Jusqu'à ce que je rencontre EdHrisse. Ou plutôt jusqu'à ce que je connaisse EdHrisse. Il a toujours été là, présent et distant. Petits sourires enjôleurs, regards pesants et exigeants. Dans une démarche discrète et efficace, il a su me conquérir. Je commençais à me percevoir en lui quand il entreprit de me proposer des expériences empreintes de l'audace, du désir de défier qui scintillaient dans nos yeux et bouillonnaient dans nos corps. M'embrasser en pleine rue avant que je prenne le taxi ; me servir de siège devant le piano pendant que ses doigts magiques jouent Canon de Pachelbel en E# dans ma chatte au beau milieu du salon de ma mère ; me prendre dans la posture de la liane sur son escalier pendant que son père est en bas ; me presser le sexe sous la table dans des réunions professionnelles...

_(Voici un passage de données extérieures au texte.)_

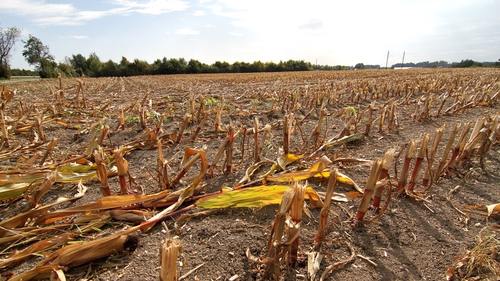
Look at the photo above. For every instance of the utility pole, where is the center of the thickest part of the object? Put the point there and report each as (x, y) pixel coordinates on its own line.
(387, 60)
(403, 62)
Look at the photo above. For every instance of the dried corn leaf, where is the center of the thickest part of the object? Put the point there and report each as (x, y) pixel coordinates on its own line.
(251, 197)
(186, 192)
(315, 169)
(85, 252)
(104, 203)
(493, 207)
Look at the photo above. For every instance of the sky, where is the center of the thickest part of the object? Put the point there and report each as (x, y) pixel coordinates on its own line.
(323, 32)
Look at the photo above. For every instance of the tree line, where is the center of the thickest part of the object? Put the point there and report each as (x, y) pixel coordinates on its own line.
(38, 55)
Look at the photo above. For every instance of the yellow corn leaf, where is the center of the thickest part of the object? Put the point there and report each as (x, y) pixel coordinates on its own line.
(341, 178)
(186, 192)
(249, 172)
(15, 183)
(19, 220)
(251, 197)
(493, 207)
(282, 161)
(287, 159)
(85, 252)
(103, 203)
(315, 169)
(13, 190)
(37, 273)
(342, 197)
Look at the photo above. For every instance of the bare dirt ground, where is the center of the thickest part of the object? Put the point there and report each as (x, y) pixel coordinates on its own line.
(414, 239)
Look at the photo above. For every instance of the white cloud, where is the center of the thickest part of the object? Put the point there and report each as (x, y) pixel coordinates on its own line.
(45, 14)
(153, 7)
(80, 37)
(35, 8)
(199, 13)
(187, 31)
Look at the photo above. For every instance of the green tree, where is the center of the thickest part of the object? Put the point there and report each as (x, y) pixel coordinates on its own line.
(94, 66)
(194, 66)
(66, 70)
(39, 55)
(110, 68)
(8, 38)
(359, 66)
(79, 63)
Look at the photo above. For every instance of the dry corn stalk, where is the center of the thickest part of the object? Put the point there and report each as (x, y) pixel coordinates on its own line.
(402, 181)
(50, 148)
(229, 148)
(169, 253)
(288, 131)
(442, 162)
(185, 121)
(430, 161)
(38, 122)
(369, 121)
(325, 210)
(452, 163)
(368, 192)
(275, 243)
(162, 168)
(47, 183)
(384, 174)
(420, 157)
(296, 219)
(121, 120)
(202, 122)
(82, 253)
(256, 151)
(122, 167)
(217, 121)
(102, 173)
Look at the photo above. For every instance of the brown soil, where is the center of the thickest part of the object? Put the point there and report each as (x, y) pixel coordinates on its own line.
(412, 240)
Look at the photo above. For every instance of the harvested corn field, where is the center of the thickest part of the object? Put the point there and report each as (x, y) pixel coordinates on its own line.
(348, 175)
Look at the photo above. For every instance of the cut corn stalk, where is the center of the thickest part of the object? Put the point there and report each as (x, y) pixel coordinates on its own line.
(169, 252)
(296, 219)
(82, 253)
(368, 192)
(50, 148)
(410, 150)
(442, 163)
(217, 121)
(186, 192)
(335, 142)
(458, 147)
(256, 151)
(202, 122)
(44, 187)
(122, 166)
(287, 127)
(162, 164)
(252, 197)
(185, 121)
(121, 120)
(315, 169)
(102, 173)
(384, 174)
(229, 149)
(369, 121)
(420, 157)
(437, 139)
(325, 210)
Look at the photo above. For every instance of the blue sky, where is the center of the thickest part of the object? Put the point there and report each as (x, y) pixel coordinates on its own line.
(329, 32)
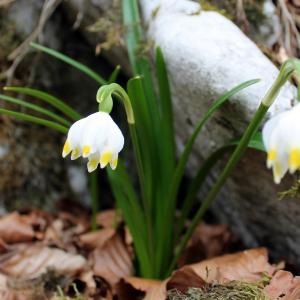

Puis est arrivé le moment où je lui ai parlé de mon plus grand fantasme : le BDSM. Merde. Fichtre. Ma poitrine se soulevait en saccades irrégulières dans l'attente de sa réponse qui tardait à venir. Peut-être n'aurais-je pas dû. Peut-être aurais-je dû garder cela comme inaccessible. Mon angoisse s'est dissipée lorsqu'il m'a répondu calmement : « Je ne savais pas que cela t'excitait. Encore un point commun, il fallait qu'un d'entre nous aie le cran de le proposer un de ces jours. » Il a dit OUI ! Je n'en croyais pas à mes oreilles. Tout comme je n'en revenais pas qu'il ait pu équiper toute une chambre de notre maison de tout ce que requiert moyennement une séance de BDSM. Des menottes à une croix de Saint André, des barres d'écartement aux pinces à seins... Cela dépassait mes espérances, mon entendement de bonne protestante modèle, de la jeune femme simple et sage que je devrais être.
Je l'embrasse langoureusement pour lui faire comprendre que cela fait plus que me plaire. Que tout mes refoulements depuis l'adolescence se trouvent dans cette pièce. Que je ne me suis pas trompée, que c'est lui le bon. D'un coup sec il me passa des menottes...et je me réveille en sursaut le corps en sueur. J'allume l'écran de mon téléphone. Minuit pile. Mes démons ne me lâchent pas. Encore une fois j'ai rêvé d' EdHrisse le fiancé de ma patronne. Faudrait peut-être que je pense plus sérieusement à le lui chipper avant le mariage.
Maintenant je sais bien que j'étais dans le noir avec les yeux fermés.